Buyers should also check any existing industrial agreements, employment contracts and policies, particularly any termination or other unusual clauses, in circumstances where they will be assumed by the buyer through the business sale process.
If there is a transfer of employees, then the Fair Work Act 2009 (Cth) (Act) generally imposes an obligation on the buyer to recognise the transferring employees’ period of service with the vendor for the purpose of such entitlements including annual leave, personal/carer’s leave, long service leave, notice, redundancy payments and unfair dismissal.
However, a combination of provisions in the Act means it may be possible for the buyer not to recognise an employee’s service with the vendor, and therefore, there is no continuity of service with respect to annual leave, notice and redundancy pay. Additionally, the buyer may, by notice, require the employee’s period of service to start again for the purposes of the unfair dismissal provisions of the Act.

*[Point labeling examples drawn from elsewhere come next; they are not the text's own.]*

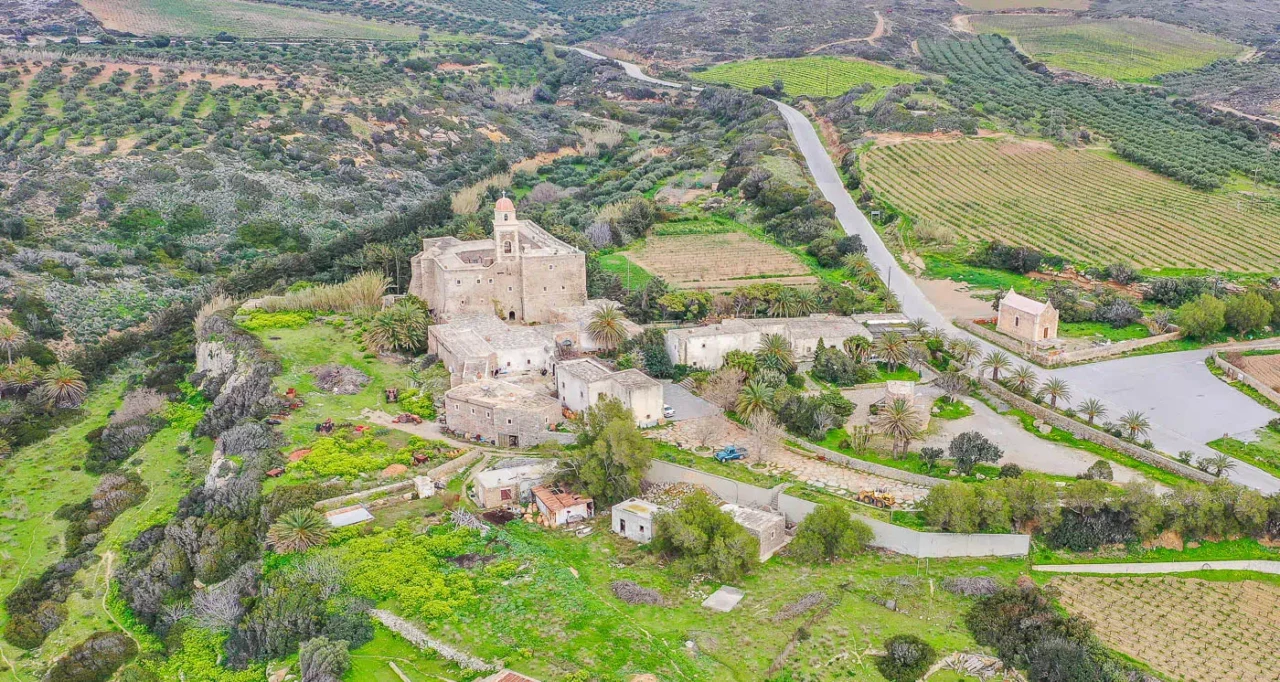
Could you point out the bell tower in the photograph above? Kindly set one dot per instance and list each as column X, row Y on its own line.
column 506, row 230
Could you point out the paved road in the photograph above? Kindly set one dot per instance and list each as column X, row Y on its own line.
column 1187, row 406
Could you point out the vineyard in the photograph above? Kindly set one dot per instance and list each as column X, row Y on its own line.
column 237, row 17
column 1082, row 205
column 1187, row 628
column 814, row 76
column 1141, row 126
column 718, row 261
column 1120, row 49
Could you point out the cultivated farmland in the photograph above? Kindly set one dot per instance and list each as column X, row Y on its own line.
column 240, row 18
column 1184, row 627
column 816, row 76
column 1082, row 205
column 718, row 261
column 1120, row 49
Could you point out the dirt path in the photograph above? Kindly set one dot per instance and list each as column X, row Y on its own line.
column 880, row 32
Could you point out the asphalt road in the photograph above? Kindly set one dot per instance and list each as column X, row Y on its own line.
column 1187, row 406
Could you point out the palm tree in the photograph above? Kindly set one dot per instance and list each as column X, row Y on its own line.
column 10, row 338
column 1056, row 389
column 63, row 385
column 892, row 349
column 858, row 348
column 1136, row 422
column 775, row 353
column 963, row 349
column 899, row 421
column 996, row 361
column 1219, row 465
column 755, row 397
column 297, row 530
column 607, row 326
column 1023, row 379
column 1092, row 408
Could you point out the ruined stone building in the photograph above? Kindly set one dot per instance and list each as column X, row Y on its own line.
column 522, row 274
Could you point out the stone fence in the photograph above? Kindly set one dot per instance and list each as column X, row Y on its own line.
column 886, row 535
column 1237, row 374
column 1093, row 435
column 1052, row 358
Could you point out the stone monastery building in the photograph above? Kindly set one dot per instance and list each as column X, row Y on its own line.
column 522, row 274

This, in effect, means the transferring employees would need to serve another minimum period of employment (probation) – a handy option to allow buyers an opportunity to evaluate the employees of the business after settlement.
KEY POINT: When considering a business sale, decisions taken with respect to employees can have repercussions on the business after settlement. The parties should consider and treat employees just like any other asset of the business and ensure that the due diligence process does not overlook or underestimate their impact on the business.